To this day, Advani and Joshi are facing trial in the conspiracy case for the demolition, given effect to in a matter of hours, by a marauding mob of slogan shouting, armed men. The demolition triggered a wave of Hindu-Muslim riots in parts of the country and tensions continued to simmer several months later.

“Advani’s historic role in building the BJP into what it is today is undeniable. Of course the rath yatra [chariot march] led to many deaths and killings along the route,” said Balveer Arora, Professor Emeritus, JNU.  

Years later, when Vajpayee was prime minister and wanted the party to take action against Modi for the failure of his Gujarat state government to stop communal riots in 2002, it was Advani who backed Modi’s continuation as the state chief minister at the party’s national executive meeting in Goa.
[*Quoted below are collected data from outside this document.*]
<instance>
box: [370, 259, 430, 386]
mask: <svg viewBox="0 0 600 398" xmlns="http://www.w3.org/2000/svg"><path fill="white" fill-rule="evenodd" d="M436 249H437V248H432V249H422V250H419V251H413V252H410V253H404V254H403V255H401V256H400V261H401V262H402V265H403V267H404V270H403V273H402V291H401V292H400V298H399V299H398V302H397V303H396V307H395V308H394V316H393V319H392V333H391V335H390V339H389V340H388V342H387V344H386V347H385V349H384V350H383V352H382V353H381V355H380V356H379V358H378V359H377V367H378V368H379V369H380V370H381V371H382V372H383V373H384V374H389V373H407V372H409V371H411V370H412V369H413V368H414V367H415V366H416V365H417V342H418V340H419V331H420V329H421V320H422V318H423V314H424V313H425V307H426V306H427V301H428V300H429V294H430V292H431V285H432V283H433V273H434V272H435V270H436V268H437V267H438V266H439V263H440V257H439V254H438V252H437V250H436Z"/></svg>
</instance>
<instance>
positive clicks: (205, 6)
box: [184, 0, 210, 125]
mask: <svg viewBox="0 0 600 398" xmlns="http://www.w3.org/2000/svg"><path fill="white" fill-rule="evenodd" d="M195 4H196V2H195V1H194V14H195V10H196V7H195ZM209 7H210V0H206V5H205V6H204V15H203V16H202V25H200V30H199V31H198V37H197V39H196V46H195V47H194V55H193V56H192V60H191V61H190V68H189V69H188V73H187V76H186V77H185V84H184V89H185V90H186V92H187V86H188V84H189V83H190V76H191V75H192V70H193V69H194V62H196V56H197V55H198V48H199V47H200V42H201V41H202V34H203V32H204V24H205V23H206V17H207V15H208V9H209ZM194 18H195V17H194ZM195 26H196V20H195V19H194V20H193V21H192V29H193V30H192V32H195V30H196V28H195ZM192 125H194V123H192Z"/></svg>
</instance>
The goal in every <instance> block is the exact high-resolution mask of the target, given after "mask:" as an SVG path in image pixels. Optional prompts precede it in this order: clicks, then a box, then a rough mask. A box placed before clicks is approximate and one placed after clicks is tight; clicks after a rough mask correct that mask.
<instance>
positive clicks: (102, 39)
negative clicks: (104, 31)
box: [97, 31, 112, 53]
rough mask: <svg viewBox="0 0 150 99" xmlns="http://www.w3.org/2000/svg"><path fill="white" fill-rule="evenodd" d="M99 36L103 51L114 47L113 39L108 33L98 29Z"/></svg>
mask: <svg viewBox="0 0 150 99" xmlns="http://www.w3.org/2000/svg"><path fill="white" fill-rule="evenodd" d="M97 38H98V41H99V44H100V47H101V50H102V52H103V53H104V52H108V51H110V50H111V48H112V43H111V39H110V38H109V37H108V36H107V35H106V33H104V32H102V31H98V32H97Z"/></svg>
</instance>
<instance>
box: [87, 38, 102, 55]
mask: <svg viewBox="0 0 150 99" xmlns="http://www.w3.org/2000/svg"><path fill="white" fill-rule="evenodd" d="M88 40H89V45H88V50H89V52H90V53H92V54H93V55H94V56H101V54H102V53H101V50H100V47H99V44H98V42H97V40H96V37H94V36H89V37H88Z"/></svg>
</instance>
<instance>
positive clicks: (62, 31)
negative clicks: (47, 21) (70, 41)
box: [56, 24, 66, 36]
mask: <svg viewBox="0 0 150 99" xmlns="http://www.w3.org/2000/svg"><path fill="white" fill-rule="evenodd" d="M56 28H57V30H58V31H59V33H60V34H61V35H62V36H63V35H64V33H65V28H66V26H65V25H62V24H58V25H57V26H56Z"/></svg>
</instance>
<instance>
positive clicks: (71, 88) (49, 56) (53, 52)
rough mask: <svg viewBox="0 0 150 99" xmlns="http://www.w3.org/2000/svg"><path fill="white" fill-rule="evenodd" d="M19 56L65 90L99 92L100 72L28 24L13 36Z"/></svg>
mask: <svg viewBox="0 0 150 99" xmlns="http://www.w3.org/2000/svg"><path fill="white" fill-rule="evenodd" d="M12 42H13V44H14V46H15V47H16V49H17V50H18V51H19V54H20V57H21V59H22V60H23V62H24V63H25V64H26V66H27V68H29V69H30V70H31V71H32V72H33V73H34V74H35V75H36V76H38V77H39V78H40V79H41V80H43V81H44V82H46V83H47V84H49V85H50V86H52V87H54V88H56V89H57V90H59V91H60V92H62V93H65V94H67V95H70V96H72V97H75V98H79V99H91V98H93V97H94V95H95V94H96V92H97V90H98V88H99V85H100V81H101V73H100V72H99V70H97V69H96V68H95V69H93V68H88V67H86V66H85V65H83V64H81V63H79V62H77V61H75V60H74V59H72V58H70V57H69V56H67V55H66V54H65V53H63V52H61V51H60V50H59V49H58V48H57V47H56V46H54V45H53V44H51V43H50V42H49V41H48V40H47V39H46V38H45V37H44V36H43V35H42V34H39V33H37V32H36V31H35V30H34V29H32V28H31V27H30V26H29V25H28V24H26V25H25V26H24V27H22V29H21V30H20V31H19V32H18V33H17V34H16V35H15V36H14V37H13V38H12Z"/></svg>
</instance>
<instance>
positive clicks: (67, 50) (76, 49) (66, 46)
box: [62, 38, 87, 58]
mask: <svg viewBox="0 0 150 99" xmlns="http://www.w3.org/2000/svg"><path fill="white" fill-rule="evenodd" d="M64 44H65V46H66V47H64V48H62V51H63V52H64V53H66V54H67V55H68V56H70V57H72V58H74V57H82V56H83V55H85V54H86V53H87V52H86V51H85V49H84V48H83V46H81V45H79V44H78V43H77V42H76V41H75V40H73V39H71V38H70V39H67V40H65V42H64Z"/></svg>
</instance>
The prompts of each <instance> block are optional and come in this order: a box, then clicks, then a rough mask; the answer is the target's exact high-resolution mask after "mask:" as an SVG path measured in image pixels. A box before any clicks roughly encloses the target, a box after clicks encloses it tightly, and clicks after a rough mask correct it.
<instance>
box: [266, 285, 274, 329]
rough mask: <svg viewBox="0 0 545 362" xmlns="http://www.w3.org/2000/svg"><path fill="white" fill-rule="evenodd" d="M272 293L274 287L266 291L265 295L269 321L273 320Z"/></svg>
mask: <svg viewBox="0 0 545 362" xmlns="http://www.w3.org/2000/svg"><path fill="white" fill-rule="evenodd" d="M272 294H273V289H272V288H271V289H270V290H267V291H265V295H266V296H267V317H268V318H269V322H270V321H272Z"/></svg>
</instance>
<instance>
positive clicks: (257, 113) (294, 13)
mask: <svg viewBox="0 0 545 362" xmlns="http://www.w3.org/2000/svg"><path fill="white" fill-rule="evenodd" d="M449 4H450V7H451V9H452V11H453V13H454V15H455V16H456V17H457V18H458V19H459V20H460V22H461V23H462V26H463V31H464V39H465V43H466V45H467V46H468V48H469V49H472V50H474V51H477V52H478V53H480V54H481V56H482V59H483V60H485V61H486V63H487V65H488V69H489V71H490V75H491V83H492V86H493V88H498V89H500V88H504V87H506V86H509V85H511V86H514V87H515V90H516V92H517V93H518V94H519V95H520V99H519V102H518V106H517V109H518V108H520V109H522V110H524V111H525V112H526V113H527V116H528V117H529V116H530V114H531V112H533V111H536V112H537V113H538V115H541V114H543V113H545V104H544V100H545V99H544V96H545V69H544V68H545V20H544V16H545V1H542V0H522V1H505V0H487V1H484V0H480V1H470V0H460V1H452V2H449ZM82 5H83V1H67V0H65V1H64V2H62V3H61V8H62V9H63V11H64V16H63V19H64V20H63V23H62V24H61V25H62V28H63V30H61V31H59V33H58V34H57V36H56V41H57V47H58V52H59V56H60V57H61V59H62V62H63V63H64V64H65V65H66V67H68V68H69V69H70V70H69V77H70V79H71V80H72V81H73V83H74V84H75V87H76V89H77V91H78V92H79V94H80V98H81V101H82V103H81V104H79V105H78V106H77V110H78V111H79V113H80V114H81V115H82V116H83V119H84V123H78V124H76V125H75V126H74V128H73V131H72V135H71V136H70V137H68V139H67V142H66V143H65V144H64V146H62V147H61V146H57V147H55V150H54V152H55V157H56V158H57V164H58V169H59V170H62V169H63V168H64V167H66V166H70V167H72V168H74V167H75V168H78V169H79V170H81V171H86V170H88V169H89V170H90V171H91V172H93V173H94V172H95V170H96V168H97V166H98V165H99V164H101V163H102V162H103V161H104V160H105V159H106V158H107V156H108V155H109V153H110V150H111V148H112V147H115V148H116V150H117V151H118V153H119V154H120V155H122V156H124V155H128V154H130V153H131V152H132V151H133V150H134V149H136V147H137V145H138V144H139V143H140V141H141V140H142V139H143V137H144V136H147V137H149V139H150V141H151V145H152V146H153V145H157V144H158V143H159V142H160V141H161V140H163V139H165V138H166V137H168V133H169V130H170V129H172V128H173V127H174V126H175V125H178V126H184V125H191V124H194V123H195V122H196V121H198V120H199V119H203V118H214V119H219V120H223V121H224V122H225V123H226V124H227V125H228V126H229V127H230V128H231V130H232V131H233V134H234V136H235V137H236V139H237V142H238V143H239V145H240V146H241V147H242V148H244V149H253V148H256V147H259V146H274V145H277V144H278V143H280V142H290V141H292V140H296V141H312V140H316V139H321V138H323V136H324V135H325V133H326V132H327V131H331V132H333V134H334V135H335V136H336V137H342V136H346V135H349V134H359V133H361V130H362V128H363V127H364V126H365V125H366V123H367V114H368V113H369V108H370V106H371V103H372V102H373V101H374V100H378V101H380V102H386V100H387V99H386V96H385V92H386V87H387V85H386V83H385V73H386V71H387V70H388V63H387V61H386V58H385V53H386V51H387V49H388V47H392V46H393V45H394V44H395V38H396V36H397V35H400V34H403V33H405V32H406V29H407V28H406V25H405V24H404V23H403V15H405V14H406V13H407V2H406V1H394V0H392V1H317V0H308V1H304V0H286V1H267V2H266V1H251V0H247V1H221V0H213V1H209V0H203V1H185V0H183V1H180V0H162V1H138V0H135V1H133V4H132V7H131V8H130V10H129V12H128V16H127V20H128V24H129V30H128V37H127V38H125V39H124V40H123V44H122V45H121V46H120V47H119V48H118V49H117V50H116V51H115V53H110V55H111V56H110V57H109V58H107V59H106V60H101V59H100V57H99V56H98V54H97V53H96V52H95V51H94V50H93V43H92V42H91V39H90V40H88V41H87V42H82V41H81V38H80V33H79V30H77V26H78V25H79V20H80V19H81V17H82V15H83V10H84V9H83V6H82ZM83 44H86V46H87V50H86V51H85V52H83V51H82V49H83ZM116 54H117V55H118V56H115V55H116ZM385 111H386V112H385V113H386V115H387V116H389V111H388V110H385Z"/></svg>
As Advani’s protege, Modi remained chief minister until 2014, before becoming prime minister. He eventually overshadowed his mentor as the party’s top choice as the prime ministerial candidate in the last election. 

Having been the deputy prime minister under Vajpayee, Advani got a shot at the top job in 2009. But the party finished with 116 seats under his leadership, while the Congress came back to power with a tally of 206. 

It was at this point of existential crisis for the BJP that Modi began preparing for a bigger role and positioned himself as the man who could lead the party to a victory in the next general election. As Advani resisted Modi’s attempts to get himself anointed, the man who would lead the BJP in the next election, his soaring ambition pitted him as the ageing patriarch who refused to bow out gracefully and make way for the next generation.

In June 2013, as party leaders met in Goa to declare Modi as the BJP’s prime ministerial candidate for the following year’s election, Advani skipped the meeting in what many in the party believed was an attempt to stall the announcement by expressing his disapproval through absence. Of course, the official word from him was it happened due to an upset stomach. 

It was the first national executive meeting ever of the BJP that Advani had missed. Many in the party had by then begun to talk about how Advani could not digest the success of his own protege. Of course, Modi went on to become the party’s campaign committee chief and ultimately the prime minister. Though he never seemed to have forgiven Advani for that attempt to impede his rise.